GREENEVILLE – About 700 Greene County residents are scheduled to participate in physical exams on the Tusculum University campus starting in late September and continuing into early November.
This is an initiative the federal government launched in the late 1960s to learn more about the nation’s health. The results can potentially lead to recommended policy changes designed to improve people’s well-being.
Tom Kennedy, senior engineer for the National Health and Nutrition Examination Survey, said the federal government has gone to 15 counties in different parts of the United States each year for the last 50 years to conduct these surveys. The counties are randomly selected.
“The aggregate information is all public data, so universities, counties and states have access to it,” Kennedy said. “That leads to spinoff research because those organizations are looking at the data in a way the federal government might not.”
Setup for the exams began Monday, Sept. 13, with the placement of trailers next to the Indoor Practice Facility on the Greeneville campus.
Among the tests people will undergo are hearing, vision, liver elasticity and bone densitometry. In addition, they receive height, weight and blood pressure checks and blood work. Participants are also quizzed about their diet.

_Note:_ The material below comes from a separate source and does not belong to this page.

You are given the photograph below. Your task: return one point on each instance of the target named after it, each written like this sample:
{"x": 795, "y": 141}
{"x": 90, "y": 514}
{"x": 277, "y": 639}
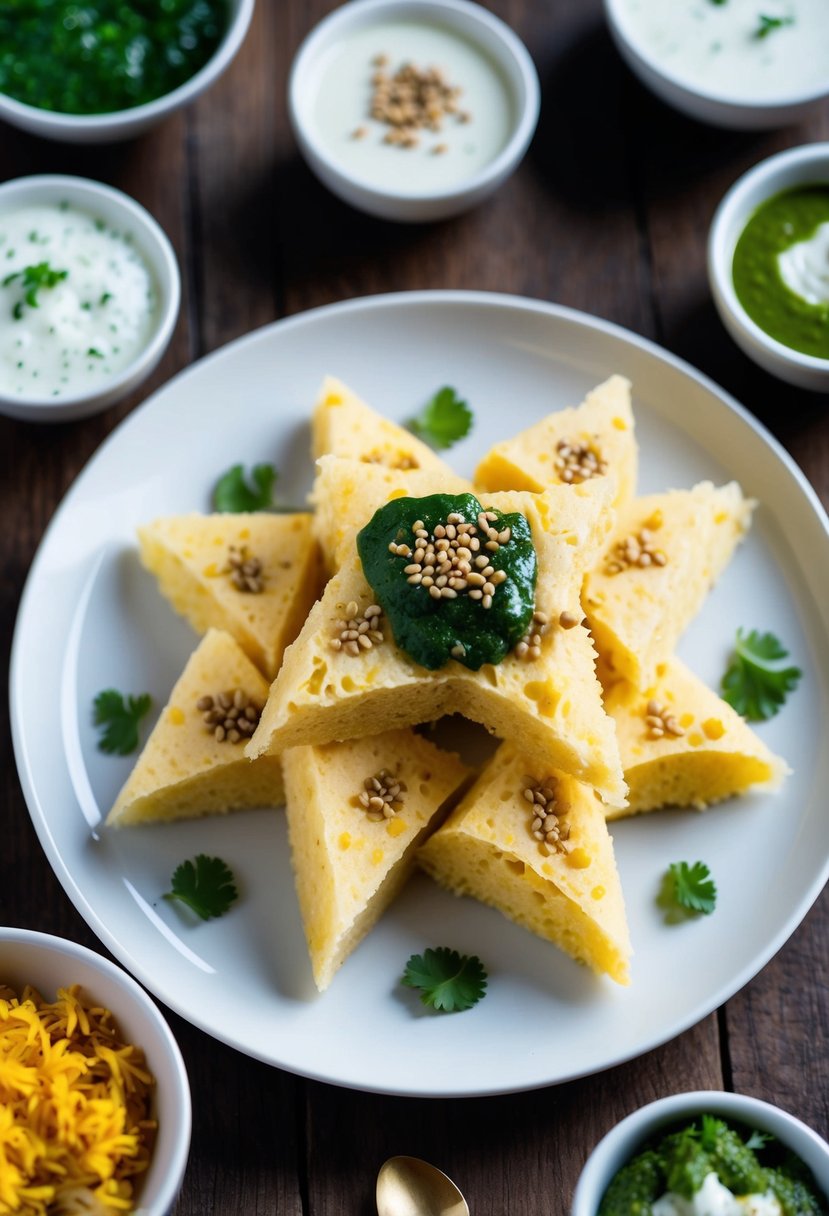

An example of a change that occurred as a result of the exams occurred in the mid-1980s when the government learned women’s diets did not have enough folic acid, Kennedy said. He said low amounts of folic acid are strongly associated with birth defects. The Food and Drug Administration used information from surveys conducted then to require that bread and cereal manufacturers fortify their products with folic acid. Since then, folic acid in women has risen, and birth defect cases have decreased, he said.
The exams fall under the jurisdiction of the Centers for Disease Control and Prevention but are not associated with the ongoing global coronavirus pandemic.
“We are pleased to host these exams on our campus and contribute to solutions that will better people’s health,” said Dr. Scott Hummel, Tusculum’s president. “As a university, we welcome and encourage research that leads to a higher quality of life in the communities we serve.”